Por outro lado, entretanto, tal liberdade tem como contrapartida a socialização do processo produtivo, o que acena com enormes possibilidades, bloqueadas porém pelo próprio capitalismo. A socialização da força de trabalho se expande internacionalmente, mas de maneira desigual, hierarquizada e segmentada. Os seres sociais expropriados – convertidos, portanto, em trabalhadores livres – são conectados direta ou indiretamente num processo produtivo crescentemente socializado, coletivo, cooperativo e internacionalizado. Entretanto, tal coletividade – a cooperação real entre as inúmeras atividades sociais, acoplada a uma sempre crescente divisão social do trabalho – impõe-se aos indivíduos como competição, como estranhamento, como alienação, por estar subordinada ao controle central do capital. Este apregoa sem cessar o advento da liberdade, porém em nenhum outro período histórico a vida da grande maioria da população foi tão marcada pelo seu oposto, pela necessidade imperiosa de subsistir no mundo cada dia mais abstrato do mercado. A censura policial é duplicada pela sanção mercantil, encolhendo a liberdade de expressão. Censura tão mais mais eficaz quanto mais generalizada for a necessidade urgente de subsistir nas condições do mercado.

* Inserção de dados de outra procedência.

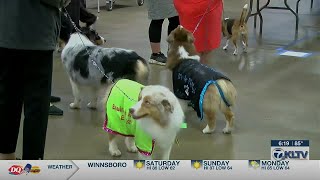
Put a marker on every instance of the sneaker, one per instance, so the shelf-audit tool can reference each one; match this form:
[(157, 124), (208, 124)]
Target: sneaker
[(55, 111), (158, 58), (54, 99)]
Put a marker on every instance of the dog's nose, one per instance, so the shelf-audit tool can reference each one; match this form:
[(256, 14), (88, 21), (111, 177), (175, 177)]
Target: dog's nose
[(131, 110)]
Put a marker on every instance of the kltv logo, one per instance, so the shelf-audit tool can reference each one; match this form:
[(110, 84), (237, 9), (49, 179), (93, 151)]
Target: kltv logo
[(280, 154), (15, 170)]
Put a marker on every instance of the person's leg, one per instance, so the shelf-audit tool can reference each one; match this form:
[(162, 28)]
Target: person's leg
[(173, 23), (155, 30), (10, 102), (37, 91), (73, 10), (86, 16)]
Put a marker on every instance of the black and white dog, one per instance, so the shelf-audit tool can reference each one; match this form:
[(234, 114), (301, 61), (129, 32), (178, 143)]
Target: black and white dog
[(89, 65)]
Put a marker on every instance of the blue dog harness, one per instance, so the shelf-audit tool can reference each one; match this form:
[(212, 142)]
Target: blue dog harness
[(191, 80)]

Prosseguindo sobre a expropriação, Marx demonstra a tendência histórica da produção capitalista: a “dissolução da propriedade privada baseada no próprio trabalho” (11). A propriedade predominante incide sobre as “condições de realização do trabalho”, as quais são históricas e se modificam ao longo da própria expansão do capitalismo. O processo de expropriação não se interrompe nesse ponto:

“Tão logo esse processo de transformação tenha decomposto suficientemente, em profundidade e extensão, a antiga sociedade, tão logo os trabalhadores tenham sido convertidos em proletários e suas condições de trabalho em capital, tão logo o modo de produção capitalista se sustente sobre seus próprios pés, a socialização ulterior do trabalho e a transformação ulterior da terra e de outros meios de produção em meios de produção socialmente explorados, portanto, coletivos, a consequente expropriação ulterior dos proprietários privados ganha nova forma. O que está para ser expropriado já não é o trabalhador economicamente autônomo, mas o capitalista que explora muitos trabalhadores. Essa expropriação se faz por meio do jogo das leis imanentes da própria produção capitalista, por meio da centralização dos capitais. Cada capitalista mata muitos outros” (12).

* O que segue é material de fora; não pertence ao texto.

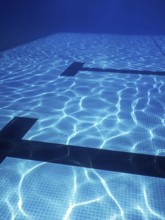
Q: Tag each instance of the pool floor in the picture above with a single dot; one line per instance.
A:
(82, 119)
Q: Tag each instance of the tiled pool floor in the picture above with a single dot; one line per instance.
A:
(96, 150)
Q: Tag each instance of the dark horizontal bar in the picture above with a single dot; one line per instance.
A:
(132, 163)
(73, 69)
(11, 145)
(17, 128)
(143, 72)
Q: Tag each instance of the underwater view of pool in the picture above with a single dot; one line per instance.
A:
(95, 145)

Nesta passagem, Marx remete a três modalidades distintas de expropriação. Aquela que incidiria sobre os pequenos proprietários que conseguiam ainda evitar sua proletarização; em seguida, a que incidiria sobre os próprios capitalistas (pequenos ou grandes), sob o peso da concentração de capitais. Finalmente, assinala a contradição entre a expropriação generalizada e a socialização do processo de trabalho, a qual indicaria “a hora final da propriedade capitalista”, quando “os expropriadores são expropriados” (13).

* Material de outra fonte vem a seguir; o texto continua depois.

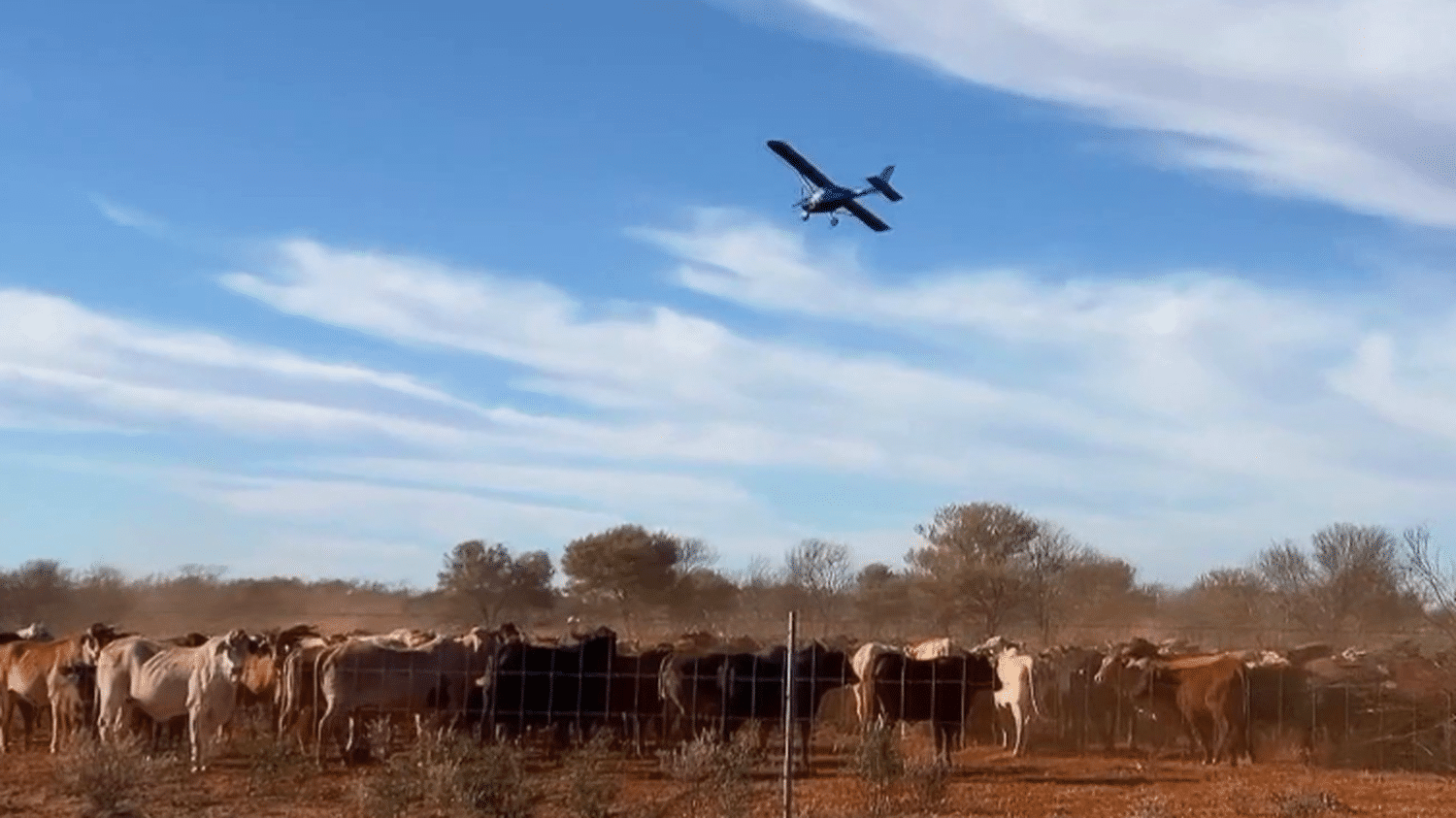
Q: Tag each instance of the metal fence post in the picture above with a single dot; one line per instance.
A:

Marx reitera, inúmeras vezes, que a expropriação constitui a relação social que permite a certo tipo proprietários privados converterem-se em capitalistas, e que se modifica, se expande, tendendo a abranger a totalidade da vida social. A propriedade capitalista não se limita a coisas específicas, a qual pode se generalizar (como propriedade de bens), mas significa o monopólio do controle das condições (ou recursos) sociais da produção.Veremos ao final deste artigo que o tema da expropriação reaparece ao final do Livro III de O Capital.

O predomínio do capital promove um modo de existência contraditório. Suas raízes mergulham na expropriação permanente dos recursos sociais de produção. Nem todos os expropriados serão convocados a produzir mais-valor diretamente para o capital. No entanto, para que seja possível a produção de valor, a expropriação necessita ser incessante e ampliada.

Na atualidade, ao lado da persistência e expansão de sua forma original (14), outras expropriações seguem reconduzindo gigantescas massas trabalhadoras à sua condição de plena disponibilidade para o mercado de força de trabalho, através da destruição sistemática de diversos anteparos que atuaram como redutores dessa disponibilidade – a qual continua a ser trombeteada como a “liberdade”. Vale destacar duas formas renovadas de expropriação: a da resistência operária pela proximidade através da introdução de tecnologias que permitem manter a cooperação entre os trabalhadores malgrado a distância física, apresentada como “liberdade” de movimentos, liberação espacial, e como “democratização do processo de trabalho”. A segunda é a expropriação contratual, tornada uma prática contínua através da pulverização desigual e combinada das formas contratuais e eliminação tendencial de direitos associados ao contrato de trabalho. Também se apresenta como “libertação” do trabalhador de “amarras” tais como extensão da jornada de trabalho ou do controle patronal direto, através do “autoempresariamento”. Outras vezes o argumento utilizado remete ao “fim de privilégios”, como as aposentadorias, assegurando maior tempo de disponibilidade da força de trabalho no mercado.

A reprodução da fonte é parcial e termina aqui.